R/C aeroplanes use ailerons to roll just like real aeroplanes. Sometimes the design of the plane forces the builder to use two aileron servos. These designs usually have the ailerons out towards the wing tips, making it impossible to use a single servo mounted in the centre of the wing. On larger models it is better to have two servos to maximise the amount of torque being transferred from the servo to the aileron. The two servo installation gives the modeler some interesting options that a single servo design does not.
Use a “Y” cable to connect the two servos. The “Y” cable will plug into channel 1 on the receiver. This is the only option for a four-channel receiver.
Center the servo by turning on the transmitter and then the receiver. Now mount the servo arms and adjust the linkage so the ailerons are both level. This will reduce the amount of trim you need to add in flight.

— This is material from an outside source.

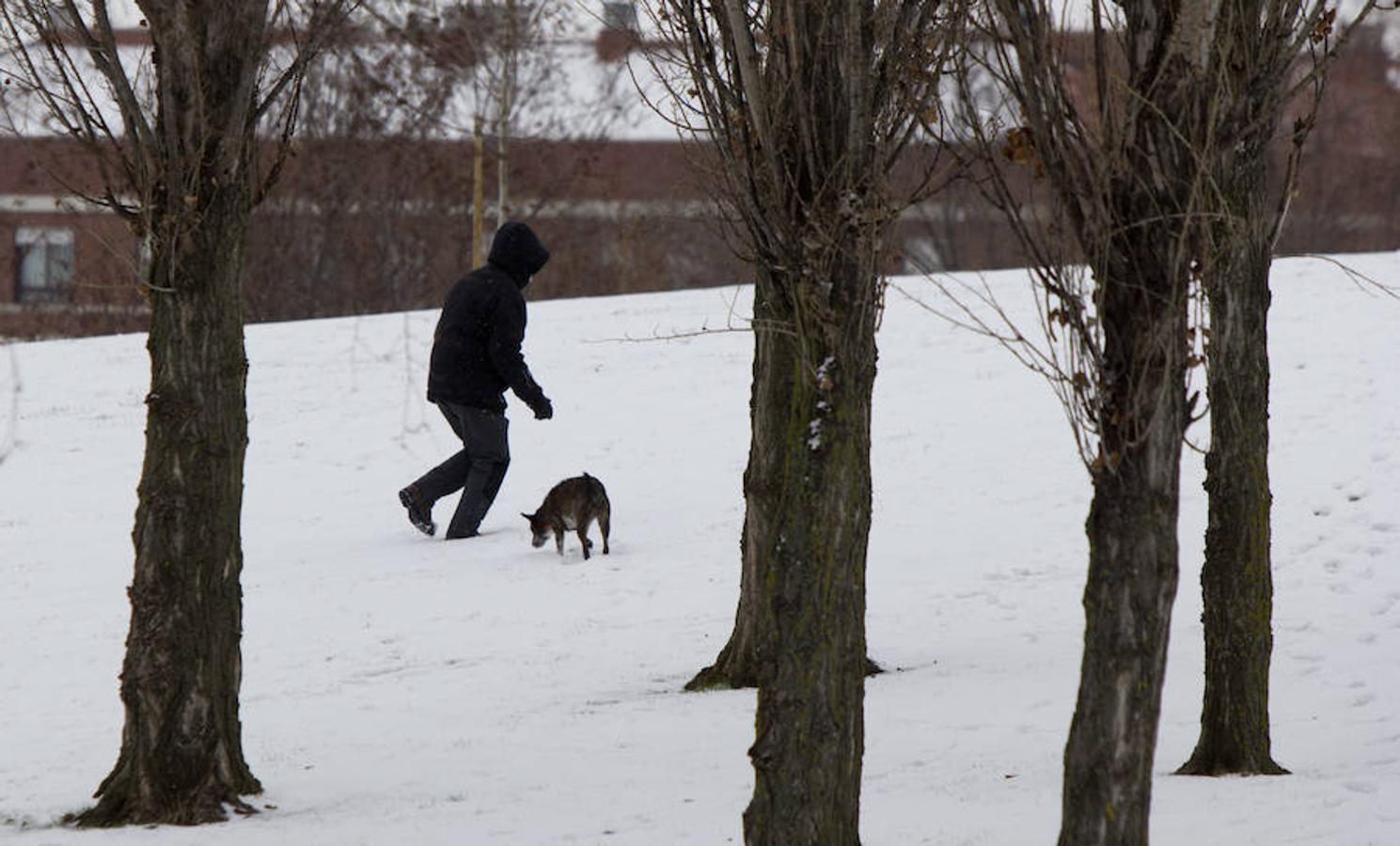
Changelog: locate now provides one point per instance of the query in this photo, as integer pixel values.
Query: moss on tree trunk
(810, 528)
(1236, 576)
(181, 758)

Make sure the linkage between the servos and the ailerons move in opposite directions when you move the right-hand stick on the transmitter. When you look at the plane from the rear, the right aileron should rise up when you push the stick to the right, and the left-hand aileron drops down. (This type of installation can be used with any three channel or more receiver.)
Use a servo extension cable if needed and plug the right wing aileron servo into channel 1 on the receiver.
Plug the left wing servo into channel 5 on the receiver. Use a servo extension cable if needed.
Use your transmitter and enable the aileron differential function. Move the right-hand stick left and right to actuate the ailerons. Use the servo reversing setting, if needed, to get the ailerons moving in the correct direction.
Plug the right wing servo cable into channel 1 on the receiver. Use an extension cable if needed.
Plug the left wing servo into channel 6 on the receiver. Again use an extension cable if needed.
Use your transmitter to centre and trim the aileron controls as mentioned in the four channel installation section. This type of installation will allow you to program in flaperon control. Flaperon control allows the ailerons to work like flaps where both sides move in unison, downward, to create drag. This is used to slow the plane down for landing or give scale planes a more realistic flight speed.
Most computerised transmitters have preset functions that make flaperons easy to program. Read your transmitter manual before enabling this function.
Pay close attention to which aileron is plugged into each channel of the receiver. Installing them backwards will cause your plane to roll in the opposite direction than you expected.